Looking to the future, Short says world leaders need to have a shopping list of worrying transport trends: western European investment in transportation infrastructure is dropping while transport CO2 emissions continue to rise, despite a brief drop thanks to the recession.
“We are still nowhere near solving the climate change problem with no clear plan to reduce emissions that are set to double in the next 30 years,” he said. “We have no overreaching project just bits of deals on things like electric cars.”
The momentum building in Europe around the electric car was clear earlier this month when Germany announced a €2 billion investment fund for research into electric cars and other alternatives to traditional engines.

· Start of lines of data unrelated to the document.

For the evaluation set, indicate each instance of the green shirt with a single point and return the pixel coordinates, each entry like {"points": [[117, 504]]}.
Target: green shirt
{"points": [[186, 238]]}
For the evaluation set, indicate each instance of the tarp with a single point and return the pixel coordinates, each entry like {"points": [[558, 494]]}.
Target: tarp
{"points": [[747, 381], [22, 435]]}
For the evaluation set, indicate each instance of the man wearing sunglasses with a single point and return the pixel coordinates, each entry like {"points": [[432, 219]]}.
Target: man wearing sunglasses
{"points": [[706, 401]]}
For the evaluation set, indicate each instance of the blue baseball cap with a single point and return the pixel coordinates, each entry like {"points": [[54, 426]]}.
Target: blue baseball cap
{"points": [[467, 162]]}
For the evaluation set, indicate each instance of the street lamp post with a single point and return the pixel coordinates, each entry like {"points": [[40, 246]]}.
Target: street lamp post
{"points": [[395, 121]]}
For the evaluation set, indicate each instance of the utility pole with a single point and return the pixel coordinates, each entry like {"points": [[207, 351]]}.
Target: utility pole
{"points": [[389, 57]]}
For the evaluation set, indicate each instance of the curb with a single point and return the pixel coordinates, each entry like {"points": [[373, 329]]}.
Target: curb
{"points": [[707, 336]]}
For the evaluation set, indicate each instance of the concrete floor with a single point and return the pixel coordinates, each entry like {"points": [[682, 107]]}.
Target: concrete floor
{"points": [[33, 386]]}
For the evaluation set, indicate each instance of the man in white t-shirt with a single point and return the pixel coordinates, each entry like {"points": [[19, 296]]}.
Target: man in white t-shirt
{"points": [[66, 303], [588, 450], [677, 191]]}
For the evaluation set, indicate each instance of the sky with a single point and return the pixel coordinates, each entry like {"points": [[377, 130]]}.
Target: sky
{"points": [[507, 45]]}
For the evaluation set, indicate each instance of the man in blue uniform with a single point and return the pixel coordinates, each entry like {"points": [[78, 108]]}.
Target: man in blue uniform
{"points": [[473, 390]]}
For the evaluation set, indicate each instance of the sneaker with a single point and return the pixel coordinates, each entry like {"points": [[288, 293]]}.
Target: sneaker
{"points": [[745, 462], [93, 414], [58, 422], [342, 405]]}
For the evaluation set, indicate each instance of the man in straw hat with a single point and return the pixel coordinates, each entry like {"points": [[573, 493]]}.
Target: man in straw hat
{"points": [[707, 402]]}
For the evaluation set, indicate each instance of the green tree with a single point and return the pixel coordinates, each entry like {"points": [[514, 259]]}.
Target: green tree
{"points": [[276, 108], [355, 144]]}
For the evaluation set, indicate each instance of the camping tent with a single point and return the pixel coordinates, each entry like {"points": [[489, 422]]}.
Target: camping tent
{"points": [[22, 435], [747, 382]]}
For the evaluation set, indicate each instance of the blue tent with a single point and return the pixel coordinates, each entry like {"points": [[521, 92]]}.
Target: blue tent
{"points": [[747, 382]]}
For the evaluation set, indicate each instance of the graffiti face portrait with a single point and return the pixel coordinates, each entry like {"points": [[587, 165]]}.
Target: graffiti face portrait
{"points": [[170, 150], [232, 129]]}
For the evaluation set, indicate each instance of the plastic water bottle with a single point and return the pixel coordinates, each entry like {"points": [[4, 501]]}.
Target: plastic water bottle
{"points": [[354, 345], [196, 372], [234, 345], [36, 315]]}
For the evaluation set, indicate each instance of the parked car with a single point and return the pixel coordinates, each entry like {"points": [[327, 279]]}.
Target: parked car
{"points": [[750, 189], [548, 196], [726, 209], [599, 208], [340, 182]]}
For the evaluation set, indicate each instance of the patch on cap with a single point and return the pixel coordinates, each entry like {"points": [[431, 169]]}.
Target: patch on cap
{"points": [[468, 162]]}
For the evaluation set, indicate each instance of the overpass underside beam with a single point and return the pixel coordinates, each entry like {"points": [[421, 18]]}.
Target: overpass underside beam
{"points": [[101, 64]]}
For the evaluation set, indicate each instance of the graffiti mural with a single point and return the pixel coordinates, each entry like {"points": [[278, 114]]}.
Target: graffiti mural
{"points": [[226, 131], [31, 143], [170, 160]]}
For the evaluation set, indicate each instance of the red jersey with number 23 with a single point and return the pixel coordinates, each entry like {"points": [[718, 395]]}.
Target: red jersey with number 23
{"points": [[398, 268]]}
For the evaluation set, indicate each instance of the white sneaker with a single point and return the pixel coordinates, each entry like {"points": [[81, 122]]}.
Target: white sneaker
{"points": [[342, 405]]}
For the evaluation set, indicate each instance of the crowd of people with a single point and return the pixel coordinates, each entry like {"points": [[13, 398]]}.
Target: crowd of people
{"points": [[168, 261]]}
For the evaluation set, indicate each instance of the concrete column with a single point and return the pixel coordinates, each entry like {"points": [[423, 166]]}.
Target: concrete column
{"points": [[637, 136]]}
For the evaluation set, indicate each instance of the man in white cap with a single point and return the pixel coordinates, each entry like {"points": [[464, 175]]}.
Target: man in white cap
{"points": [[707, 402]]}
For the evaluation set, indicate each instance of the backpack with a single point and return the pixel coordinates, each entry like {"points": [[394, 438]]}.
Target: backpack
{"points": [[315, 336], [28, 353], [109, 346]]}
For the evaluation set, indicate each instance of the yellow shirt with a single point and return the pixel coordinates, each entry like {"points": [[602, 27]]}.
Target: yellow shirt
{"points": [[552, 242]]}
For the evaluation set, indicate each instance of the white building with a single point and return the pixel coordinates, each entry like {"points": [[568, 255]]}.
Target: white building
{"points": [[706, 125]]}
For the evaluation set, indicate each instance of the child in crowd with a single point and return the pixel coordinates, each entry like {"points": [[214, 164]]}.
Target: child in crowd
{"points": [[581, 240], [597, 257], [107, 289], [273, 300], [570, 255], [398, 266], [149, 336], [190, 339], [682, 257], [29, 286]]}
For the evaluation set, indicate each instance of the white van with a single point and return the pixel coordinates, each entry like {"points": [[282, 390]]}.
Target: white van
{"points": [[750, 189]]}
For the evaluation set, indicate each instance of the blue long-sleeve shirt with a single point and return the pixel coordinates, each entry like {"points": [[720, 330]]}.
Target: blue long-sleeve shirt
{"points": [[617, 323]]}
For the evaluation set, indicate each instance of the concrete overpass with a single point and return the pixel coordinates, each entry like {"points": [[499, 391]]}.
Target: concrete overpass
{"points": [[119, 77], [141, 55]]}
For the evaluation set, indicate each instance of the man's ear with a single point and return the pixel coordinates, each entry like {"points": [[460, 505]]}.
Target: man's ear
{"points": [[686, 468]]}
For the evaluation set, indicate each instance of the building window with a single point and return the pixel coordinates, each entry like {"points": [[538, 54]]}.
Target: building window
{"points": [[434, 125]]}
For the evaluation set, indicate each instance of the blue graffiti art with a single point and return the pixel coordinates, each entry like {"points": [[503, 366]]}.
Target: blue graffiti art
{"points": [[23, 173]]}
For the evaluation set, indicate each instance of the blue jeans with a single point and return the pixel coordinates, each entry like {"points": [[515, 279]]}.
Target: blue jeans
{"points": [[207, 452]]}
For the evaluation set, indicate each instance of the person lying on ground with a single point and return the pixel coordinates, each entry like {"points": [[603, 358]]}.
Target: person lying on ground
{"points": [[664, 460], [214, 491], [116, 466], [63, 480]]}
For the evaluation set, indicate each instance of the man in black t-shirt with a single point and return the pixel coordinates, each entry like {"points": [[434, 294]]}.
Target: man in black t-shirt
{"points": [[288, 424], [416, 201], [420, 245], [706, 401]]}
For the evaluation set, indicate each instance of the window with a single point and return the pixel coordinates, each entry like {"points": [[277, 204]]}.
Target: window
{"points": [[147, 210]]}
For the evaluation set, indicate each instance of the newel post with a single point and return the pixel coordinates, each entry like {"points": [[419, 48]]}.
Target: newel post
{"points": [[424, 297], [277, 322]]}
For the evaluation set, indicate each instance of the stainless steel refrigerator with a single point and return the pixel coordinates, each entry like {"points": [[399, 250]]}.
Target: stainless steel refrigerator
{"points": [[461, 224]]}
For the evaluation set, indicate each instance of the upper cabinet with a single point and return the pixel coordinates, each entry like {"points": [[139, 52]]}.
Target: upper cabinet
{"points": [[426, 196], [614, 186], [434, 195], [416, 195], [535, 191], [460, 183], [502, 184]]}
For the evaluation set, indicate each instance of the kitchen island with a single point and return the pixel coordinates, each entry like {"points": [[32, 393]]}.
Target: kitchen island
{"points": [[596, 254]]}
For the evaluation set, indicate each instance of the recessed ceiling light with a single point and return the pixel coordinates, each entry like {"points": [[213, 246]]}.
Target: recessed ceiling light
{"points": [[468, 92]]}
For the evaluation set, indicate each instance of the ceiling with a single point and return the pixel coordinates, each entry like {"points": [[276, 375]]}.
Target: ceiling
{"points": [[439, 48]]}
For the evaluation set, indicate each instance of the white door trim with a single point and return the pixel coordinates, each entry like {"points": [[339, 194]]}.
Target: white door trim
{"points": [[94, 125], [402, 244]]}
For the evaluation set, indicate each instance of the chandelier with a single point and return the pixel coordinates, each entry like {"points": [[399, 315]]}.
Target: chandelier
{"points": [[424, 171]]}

“Finally we’re seeing a huge consumer curiosity and our task now is to follow through with products that satisfy that curiosity,” said Dr Andreas Scheuer, German state secretary for transport.
Short welcomes the growing number of electric car strategy plans springing up around Europe, including Ireland’s plan to have 250,000 electric cars on the road by 2020. But he urges caution, too.
“Countries are very optimistic about how things will go,” he says. “But we still have issues of car range and battery weight, and we cannot afford breakdowns, to see electric cars abandoned on the roadside.”